VOZ
- Type: Spanish-language multimedia firm
- Industry: Media and Internet
- Founded: July 4, 2022; 4 years ago
- Founders: Orlando Salazar and Pablo Kleinman
- Headquarters: Las Colinas, Irving, Texas, US
- Owner: Voz Media Inc.
- Number of employees: ~30
- Website: voz.us

= VOZ (media company) =

American conservative Spanish-language news media firm

Voz is an American conservative Spanish language news media firm founded in 2022 by Orlando Salazar with Pablo Kleinman. Its headquarters are in Las Colinas, Irving, Texas.

== History ==
Orlando Salazar, who founded Voz in 2022 and is its CEO, is also a commercial real estate developer and beef company owner. He is a former vice chair of the Republican National Hispanic Assembly. He has described Voz Media's content as "right-of-center".

His co-founder, Pablo Kleinman, the company's former COO, was the host of a daily talk show on Univision Radio until early 2021. He previously founded several technology and media enterprises, and was a congressional candidate and member of the Executive Committee of the California Republican Party.

According to The Dallas Morning News, Voz aims to become a conservative rival to the dominant Spanish language channels Univision and Telemundo. Voz contributors include members of conservative Hispanic groups, former officials who served in Donald Trump's presidency, and members of the America First Policy Institute, a pro-Trump think tank.

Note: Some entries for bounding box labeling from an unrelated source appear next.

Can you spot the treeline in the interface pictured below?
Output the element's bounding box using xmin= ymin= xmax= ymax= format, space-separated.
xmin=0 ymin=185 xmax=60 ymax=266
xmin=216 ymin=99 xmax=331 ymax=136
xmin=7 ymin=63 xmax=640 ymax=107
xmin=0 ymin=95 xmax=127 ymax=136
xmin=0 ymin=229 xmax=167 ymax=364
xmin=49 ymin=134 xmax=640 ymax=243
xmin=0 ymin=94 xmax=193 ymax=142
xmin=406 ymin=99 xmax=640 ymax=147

In February 2023, Voz Media announced it would buy Mega TV, the Spanish Broadcasting System's (SBS) network television operation, for $64 million, but the deal fell through acrimoniously. A lawsuit by SBS against Voz, Salazar and his wife, Kleinman, and Ryan Morfin was settled in 2024 in what SBS described as a "multimillion-dollar agreement", though the exact amount was not disclosed.

As of 2023, Voz had offices and studios in the Dallas area, Miami, and Madrid.